The separated solvent 36 is recycled back to the mixer 10 for reuse. An optional solvent wash, purification, or regeneration step may be required to remove reaction contaminants from the solvent supplied to the subsequent heterogeneous mixture 12. The reaction contaminants may include particles, ionic salts, anions, cations, spent catalysts, dyes, binders, components from the blend, fillers, and/or decomposed solvents. Contaminant removal 42 may occur by passing the separated solvent 36 through a filter and/or an adsorbent, such as activated carbon, ion exchange resin, diatomaceous earth, sand, zeolite, clay, silica, alumina, oxide, size exclusion, and/or tangential flow filtration. Contaminant removal 42 of solvent 36 may be an on-line or off-line process. Contaminant removal 42 may occur in the separate solvent step 36 or the homogeneous solution step 24.

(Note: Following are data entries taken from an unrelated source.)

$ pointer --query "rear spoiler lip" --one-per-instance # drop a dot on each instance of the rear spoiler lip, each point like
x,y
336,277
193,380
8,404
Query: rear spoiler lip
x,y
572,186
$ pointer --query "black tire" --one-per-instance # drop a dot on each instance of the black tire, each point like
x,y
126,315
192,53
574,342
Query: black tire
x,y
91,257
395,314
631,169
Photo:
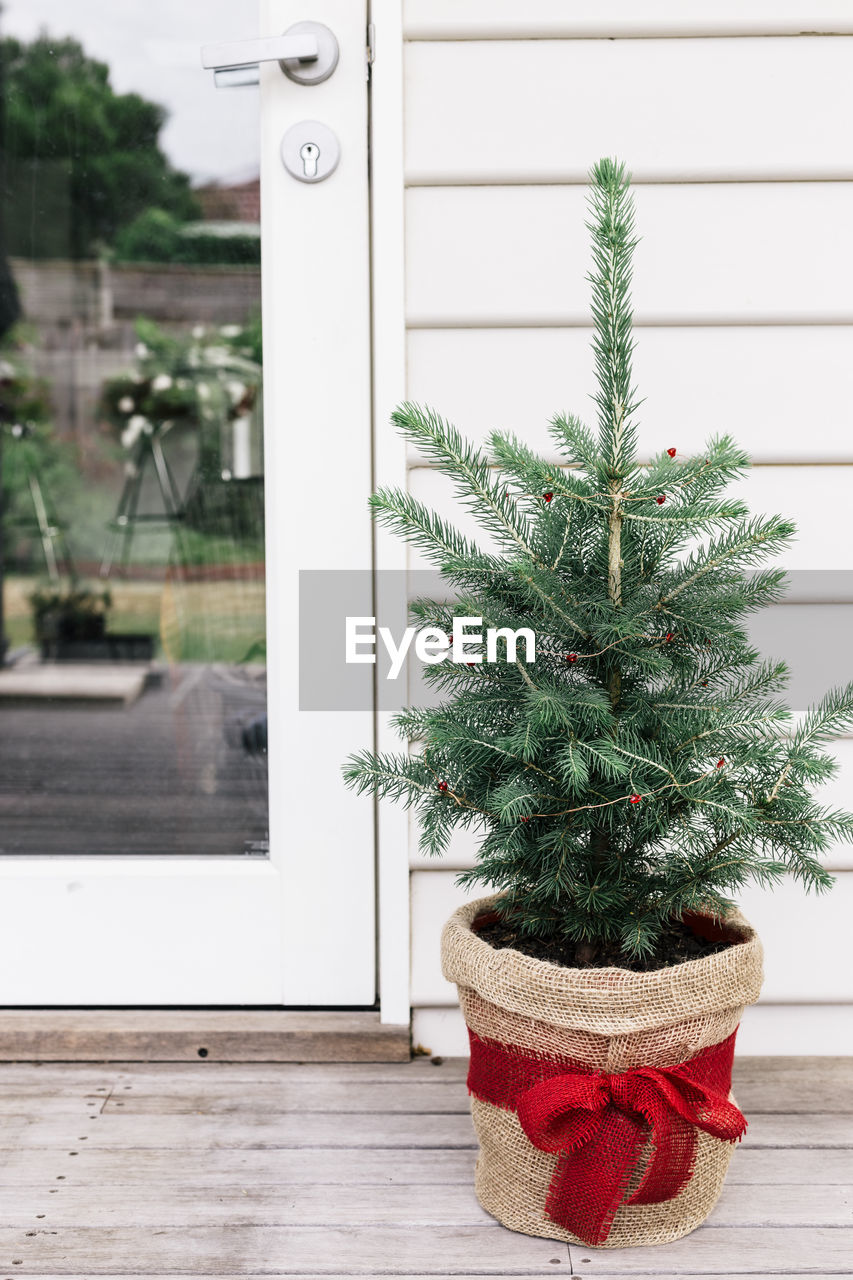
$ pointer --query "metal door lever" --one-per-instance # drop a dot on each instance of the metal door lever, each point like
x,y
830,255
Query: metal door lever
x,y
308,53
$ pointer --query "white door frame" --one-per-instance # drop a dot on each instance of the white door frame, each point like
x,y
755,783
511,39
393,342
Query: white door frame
x,y
300,928
387,195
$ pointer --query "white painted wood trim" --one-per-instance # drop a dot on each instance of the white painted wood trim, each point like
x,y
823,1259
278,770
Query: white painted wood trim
x,y
519,112
140,931
765,385
578,19
389,460
708,254
316,356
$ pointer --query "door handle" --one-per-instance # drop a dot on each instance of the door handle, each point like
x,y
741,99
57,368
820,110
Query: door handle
x,y
308,53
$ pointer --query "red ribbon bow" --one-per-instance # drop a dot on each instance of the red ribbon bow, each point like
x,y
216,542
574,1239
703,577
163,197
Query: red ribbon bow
x,y
600,1124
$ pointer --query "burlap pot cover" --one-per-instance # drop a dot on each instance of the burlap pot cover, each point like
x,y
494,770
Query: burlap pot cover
x,y
543,1018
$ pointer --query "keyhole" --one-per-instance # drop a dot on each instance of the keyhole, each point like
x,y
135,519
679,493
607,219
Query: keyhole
x,y
309,155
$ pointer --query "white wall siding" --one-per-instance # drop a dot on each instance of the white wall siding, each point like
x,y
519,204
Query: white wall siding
x,y
747,109
734,119
781,391
710,254
542,19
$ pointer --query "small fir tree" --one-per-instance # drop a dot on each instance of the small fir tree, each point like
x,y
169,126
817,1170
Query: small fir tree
x,y
643,766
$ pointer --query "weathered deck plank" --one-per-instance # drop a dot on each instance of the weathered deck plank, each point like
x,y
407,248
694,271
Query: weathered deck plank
x,y
366,1170
375,1128
141,1203
224,1166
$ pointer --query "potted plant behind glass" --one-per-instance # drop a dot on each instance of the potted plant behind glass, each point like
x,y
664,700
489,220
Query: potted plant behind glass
x,y
625,784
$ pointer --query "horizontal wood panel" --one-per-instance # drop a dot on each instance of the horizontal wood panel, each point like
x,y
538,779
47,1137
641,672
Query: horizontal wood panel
x,y
747,109
331,1251
710,254
370,1129
229,1036
780,391
806,938
138,1205
538,19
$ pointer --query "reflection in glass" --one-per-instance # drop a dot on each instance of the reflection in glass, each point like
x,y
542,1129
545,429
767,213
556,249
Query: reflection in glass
x,y
133,693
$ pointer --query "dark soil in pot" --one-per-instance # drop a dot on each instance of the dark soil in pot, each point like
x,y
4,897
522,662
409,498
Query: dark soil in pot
x,y
689,938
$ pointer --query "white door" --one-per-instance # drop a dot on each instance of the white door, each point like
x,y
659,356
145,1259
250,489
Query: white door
x,y
147,854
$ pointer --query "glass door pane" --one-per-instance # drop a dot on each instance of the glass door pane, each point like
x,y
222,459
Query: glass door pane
x,y
133,691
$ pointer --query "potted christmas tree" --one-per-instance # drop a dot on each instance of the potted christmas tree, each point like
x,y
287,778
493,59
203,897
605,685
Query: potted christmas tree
x,y
626,784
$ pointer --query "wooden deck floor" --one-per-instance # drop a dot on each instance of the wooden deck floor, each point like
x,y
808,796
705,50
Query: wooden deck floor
x,y
365,1170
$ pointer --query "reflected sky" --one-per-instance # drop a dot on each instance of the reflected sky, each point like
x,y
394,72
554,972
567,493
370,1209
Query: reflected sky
x,y
151,48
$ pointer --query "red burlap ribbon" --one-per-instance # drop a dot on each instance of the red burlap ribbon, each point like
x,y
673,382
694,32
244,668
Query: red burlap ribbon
x,y
600,1124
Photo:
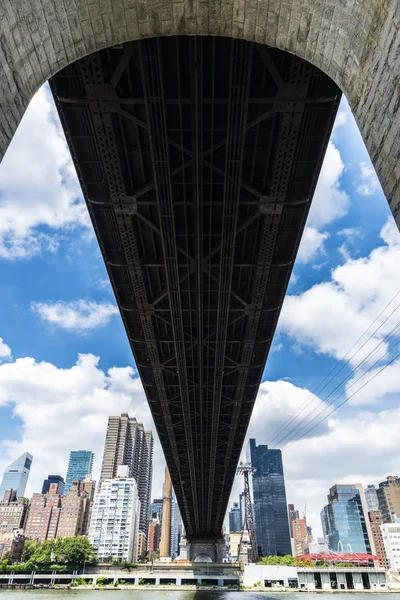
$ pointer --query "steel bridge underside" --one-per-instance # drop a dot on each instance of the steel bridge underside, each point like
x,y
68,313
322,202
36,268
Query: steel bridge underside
x,y
198,159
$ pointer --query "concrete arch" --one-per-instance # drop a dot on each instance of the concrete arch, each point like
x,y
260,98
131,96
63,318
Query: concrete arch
x,y
356,43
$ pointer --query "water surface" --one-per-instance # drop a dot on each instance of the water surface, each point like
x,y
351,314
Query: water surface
x,y
147,594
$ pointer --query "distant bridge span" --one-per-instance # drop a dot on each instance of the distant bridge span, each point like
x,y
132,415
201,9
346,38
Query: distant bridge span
x,y
198,157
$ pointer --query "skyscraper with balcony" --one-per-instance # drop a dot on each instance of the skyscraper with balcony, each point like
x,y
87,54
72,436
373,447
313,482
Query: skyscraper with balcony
x,y
345,520
235,518
127,443
269,496
371,498
115,518
389,498
79,466
16,475
53,479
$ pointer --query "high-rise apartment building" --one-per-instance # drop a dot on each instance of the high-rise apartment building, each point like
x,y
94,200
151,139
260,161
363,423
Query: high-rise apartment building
x,y
176,527
153,536
16,475
235,518
300,536
269,497
141,545
391,540
44,515
156,509
371,498
345,520
292,514
389,498
375,519
80,465
127,443
114,525
13,512
75,509
57,479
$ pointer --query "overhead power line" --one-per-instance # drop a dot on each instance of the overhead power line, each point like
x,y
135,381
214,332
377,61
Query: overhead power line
x,y
348,398
321,406
332,375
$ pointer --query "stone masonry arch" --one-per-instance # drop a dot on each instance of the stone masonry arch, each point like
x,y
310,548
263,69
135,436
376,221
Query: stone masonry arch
x,y
355,42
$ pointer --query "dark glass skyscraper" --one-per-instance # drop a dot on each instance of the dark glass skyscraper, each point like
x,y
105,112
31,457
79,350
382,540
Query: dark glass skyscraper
x,y
53,479
343,520
235,518
80,464
269,496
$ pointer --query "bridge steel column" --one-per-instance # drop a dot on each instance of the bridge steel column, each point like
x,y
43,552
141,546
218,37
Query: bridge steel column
x,y
356,43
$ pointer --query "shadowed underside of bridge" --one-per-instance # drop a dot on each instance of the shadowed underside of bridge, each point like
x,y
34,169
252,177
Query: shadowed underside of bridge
x,y
198,158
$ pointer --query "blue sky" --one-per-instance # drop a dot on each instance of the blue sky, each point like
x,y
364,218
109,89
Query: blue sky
x,y
65,363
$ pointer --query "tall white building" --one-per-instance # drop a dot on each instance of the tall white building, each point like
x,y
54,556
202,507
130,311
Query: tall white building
x,y
128,443
176,527
16,475
391,540
114,524
371,498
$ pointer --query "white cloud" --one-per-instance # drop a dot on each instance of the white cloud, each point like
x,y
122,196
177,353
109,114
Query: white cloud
x,y
335,452
329,202
330,316
67,409
368,180
350,233
341,119
38,185
312,244
79,315
5,351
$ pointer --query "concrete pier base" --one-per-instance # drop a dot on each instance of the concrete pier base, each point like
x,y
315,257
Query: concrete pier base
x,y
205,550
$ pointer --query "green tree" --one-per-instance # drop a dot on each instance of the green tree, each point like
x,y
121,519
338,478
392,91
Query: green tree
x,y
73,551
29,550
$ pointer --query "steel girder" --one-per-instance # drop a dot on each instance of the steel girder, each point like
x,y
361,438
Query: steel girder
x,y
198,159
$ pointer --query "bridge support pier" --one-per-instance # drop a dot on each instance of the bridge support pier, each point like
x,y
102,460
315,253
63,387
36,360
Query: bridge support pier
x,y
206,550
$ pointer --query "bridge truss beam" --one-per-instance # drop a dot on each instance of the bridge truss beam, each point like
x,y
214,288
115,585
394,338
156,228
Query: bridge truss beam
x,y
198,159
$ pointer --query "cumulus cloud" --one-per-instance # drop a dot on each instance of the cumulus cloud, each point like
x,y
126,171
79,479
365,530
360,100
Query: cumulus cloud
x,y
330,316
79,315
39,190
368,180
315,463
330,202
341,119
67,409
312,244
5,351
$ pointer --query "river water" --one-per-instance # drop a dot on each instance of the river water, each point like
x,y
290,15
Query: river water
x,y
178,595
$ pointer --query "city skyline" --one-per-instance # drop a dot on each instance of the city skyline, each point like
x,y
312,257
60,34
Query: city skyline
x,y
35,376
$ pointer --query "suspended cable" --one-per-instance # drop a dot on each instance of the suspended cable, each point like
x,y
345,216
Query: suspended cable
x,y
347,399
283,439
331,376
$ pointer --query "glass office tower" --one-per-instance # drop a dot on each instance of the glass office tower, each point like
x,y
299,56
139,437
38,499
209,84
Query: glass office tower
x,y
16,475
343,520
269,496
53,479
80,464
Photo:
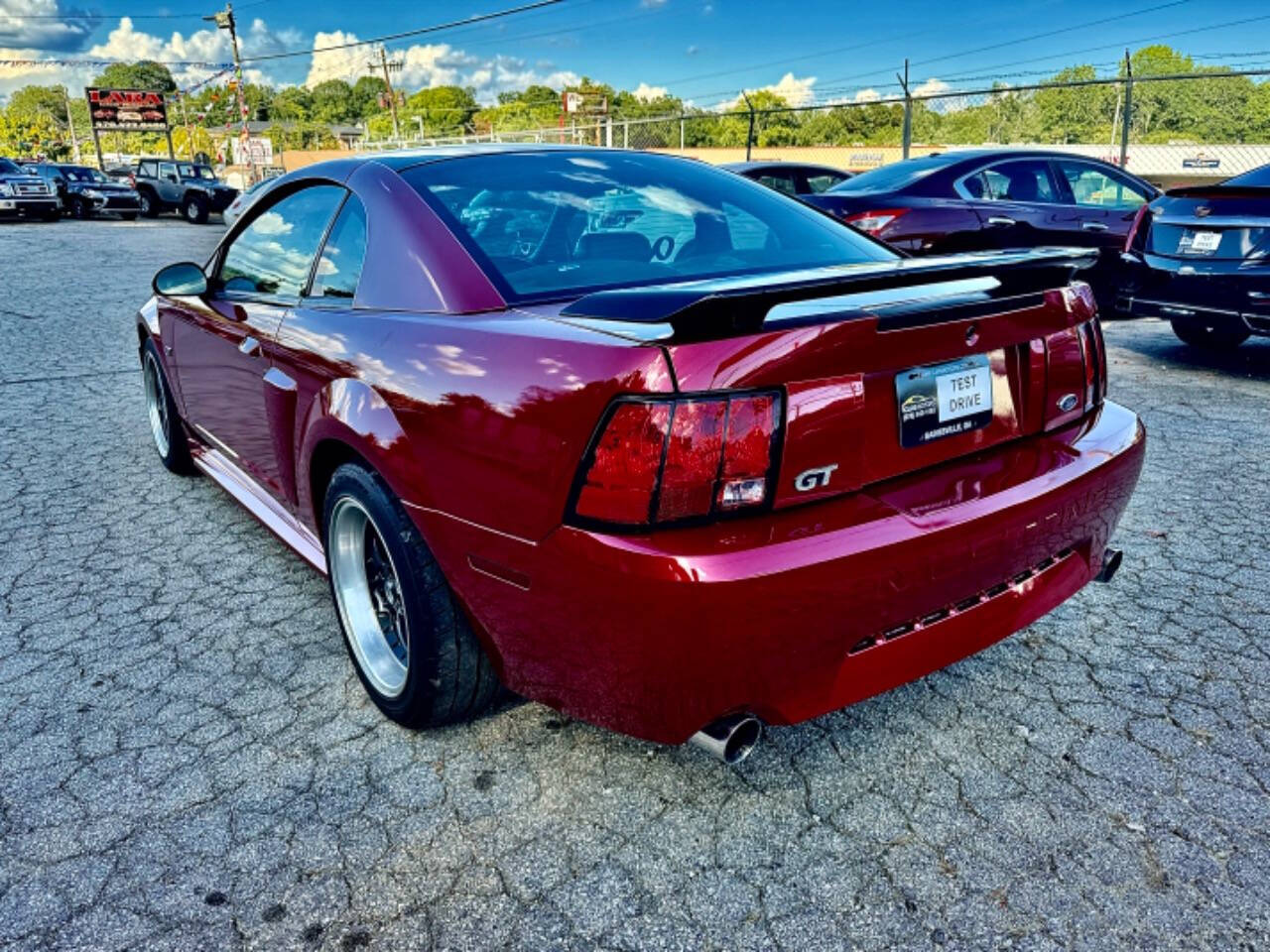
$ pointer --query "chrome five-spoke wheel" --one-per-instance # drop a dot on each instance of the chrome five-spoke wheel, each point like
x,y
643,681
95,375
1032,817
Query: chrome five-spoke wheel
x,y
370,598
157,405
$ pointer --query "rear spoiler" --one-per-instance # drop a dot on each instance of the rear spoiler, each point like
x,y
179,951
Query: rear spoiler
x,y
739,304
1218,190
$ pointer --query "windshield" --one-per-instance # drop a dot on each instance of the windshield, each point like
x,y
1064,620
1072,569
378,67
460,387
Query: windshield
x,y
563,223
195,172
892,178
1257,178
77,173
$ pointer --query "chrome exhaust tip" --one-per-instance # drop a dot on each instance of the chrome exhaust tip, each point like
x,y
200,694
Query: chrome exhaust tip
x,y
1111,560
729,739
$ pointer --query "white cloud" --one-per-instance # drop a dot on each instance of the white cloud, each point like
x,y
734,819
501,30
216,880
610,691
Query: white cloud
x,y
645,93
933,86
39,24
430,64
793,90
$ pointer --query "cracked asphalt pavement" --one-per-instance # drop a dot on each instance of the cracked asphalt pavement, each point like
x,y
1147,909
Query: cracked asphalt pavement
x,y
187,760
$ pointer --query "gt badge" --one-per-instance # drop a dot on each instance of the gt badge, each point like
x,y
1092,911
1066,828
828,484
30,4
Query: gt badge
x,y
815,479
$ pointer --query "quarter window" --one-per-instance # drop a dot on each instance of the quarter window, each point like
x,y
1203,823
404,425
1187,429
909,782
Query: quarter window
x,y
1091,185
822,181
272,257
1024,180
340,262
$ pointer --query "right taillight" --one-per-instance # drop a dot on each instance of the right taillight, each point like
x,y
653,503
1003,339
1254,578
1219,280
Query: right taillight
x,y
1093,350
874,221
662,461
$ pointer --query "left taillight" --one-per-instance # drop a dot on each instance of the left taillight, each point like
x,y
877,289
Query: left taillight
x,y
663,461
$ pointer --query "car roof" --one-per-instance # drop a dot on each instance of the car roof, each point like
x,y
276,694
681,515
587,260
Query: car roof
x,y
780,164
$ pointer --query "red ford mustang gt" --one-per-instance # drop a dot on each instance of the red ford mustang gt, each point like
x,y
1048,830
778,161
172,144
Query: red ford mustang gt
x,y
639,438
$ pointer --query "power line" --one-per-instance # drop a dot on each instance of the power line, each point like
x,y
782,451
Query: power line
x,y
389,37
1020,40
75,17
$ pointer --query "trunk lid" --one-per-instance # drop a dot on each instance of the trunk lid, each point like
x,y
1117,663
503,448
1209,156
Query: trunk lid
x,y
1210,223
858,357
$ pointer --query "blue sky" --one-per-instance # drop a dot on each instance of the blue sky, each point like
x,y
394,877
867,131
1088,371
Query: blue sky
x,y
701,50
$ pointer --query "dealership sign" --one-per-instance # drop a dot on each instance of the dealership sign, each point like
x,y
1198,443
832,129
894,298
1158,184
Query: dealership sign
x,y
253,151
127,109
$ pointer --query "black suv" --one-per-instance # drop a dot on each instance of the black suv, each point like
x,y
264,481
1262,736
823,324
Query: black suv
x,y
85,191
190,188
24,195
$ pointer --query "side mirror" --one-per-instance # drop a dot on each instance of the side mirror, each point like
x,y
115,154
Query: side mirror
x,y
183,280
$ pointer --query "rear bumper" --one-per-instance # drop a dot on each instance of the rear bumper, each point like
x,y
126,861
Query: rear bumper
x,y
1215,295
807,610
13,207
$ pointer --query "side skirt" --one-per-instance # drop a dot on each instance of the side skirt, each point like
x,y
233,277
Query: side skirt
x,y
259,503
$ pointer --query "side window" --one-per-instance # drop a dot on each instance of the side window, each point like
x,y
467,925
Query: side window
x,y
748,232
779,180
1093,186
1023,180
340,262
818,181
275,253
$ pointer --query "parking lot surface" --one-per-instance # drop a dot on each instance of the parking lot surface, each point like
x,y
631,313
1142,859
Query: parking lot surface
x,y
187,760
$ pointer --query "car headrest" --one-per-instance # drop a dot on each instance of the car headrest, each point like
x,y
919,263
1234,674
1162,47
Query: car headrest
x,y
615,245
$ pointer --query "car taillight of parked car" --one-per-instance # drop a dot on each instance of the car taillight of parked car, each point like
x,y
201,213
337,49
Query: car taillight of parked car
x,y
662,461
874,221
1137,225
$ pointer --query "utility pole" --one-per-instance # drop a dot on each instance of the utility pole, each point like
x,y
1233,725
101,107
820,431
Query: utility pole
x,y
388,84
1127,119
70,125
225,21
906,136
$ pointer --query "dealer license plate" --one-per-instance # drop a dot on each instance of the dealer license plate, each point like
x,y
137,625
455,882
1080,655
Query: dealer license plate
x,y
944,400
1199,243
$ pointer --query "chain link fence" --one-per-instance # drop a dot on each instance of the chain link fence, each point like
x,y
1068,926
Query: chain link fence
x,y
1166,128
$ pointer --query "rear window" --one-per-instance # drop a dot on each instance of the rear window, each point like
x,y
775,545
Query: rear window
x,y
892,178
554,225
1257,178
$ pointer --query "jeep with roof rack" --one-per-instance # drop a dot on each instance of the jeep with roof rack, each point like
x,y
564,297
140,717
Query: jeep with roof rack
x,y
189,188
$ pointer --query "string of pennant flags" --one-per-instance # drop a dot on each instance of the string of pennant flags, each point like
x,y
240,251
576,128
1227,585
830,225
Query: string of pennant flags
x,y
187,63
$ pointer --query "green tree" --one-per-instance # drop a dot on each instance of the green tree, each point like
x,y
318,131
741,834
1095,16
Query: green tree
x,y
333,102
366,96
144,73
294,103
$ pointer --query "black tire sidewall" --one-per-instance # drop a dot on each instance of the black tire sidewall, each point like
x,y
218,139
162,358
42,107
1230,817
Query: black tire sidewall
x,y
177,460
198,206
416,705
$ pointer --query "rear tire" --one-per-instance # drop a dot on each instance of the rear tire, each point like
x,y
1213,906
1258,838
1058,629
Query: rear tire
x,y
166,426
194,209
411,643
1207,338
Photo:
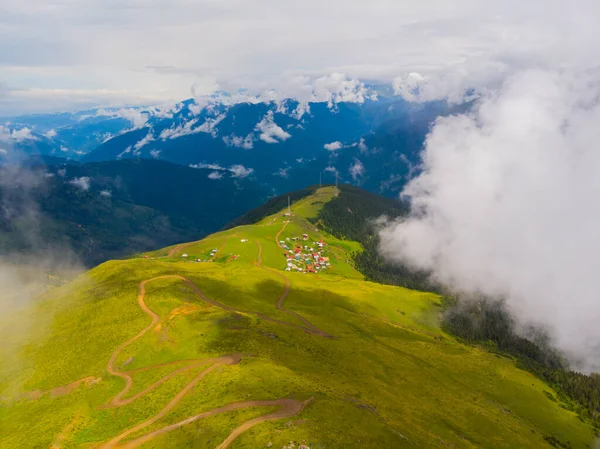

Thus, the system moves the heterogeneous mixture 12 through four zones: z1-cold entry zone, where the mixture is fed into the system by pump 14; z2-a preheating zone in which the mixture is heated in a preheater 16; a Z3-heating zone in which the mixture is heated to raise its temperature to the reaction temperature; and a Z4-holding zone in which the mixture is held at the reaction temperature to complete the conversion of the heterogeneous mixture to the homogeneous solution 24. The homogeneous solution 24 is moved through a cooling zone Z5 in which the homogeneous solution is cooled in a cooler 28 or by transferring heat to the incoming heterogeneous mixture 12 in the preheater 16. The pump 14 maintains a continuous flow through the system that ensures that the particle velocity of the heterogeneous mixture is large enough to keep the particles in suspension. In this way, plastic particles do not settle in the pipeline and clog the system.
The size of the plastic particles pumped through the system can vary, but they are typically between 0.1 μm and 20,000 μm in at least one dimension. To maintain the particles in suspension, the flow rate of the pump 14 is set to ensure that the particle velocity through the system is at least 20cm/s. Particle velocities in excess of 20cm/s or 30cm/s provide a safety margin. The pump flow rate is set equal to the product of the desired particle velocity and the cross-sectional area of the pipeline (pipe or tube) through which the mixture is pumped. Lower particle velocities are possible if a mixer is installed in the line between the pump 14 and the regulator 26.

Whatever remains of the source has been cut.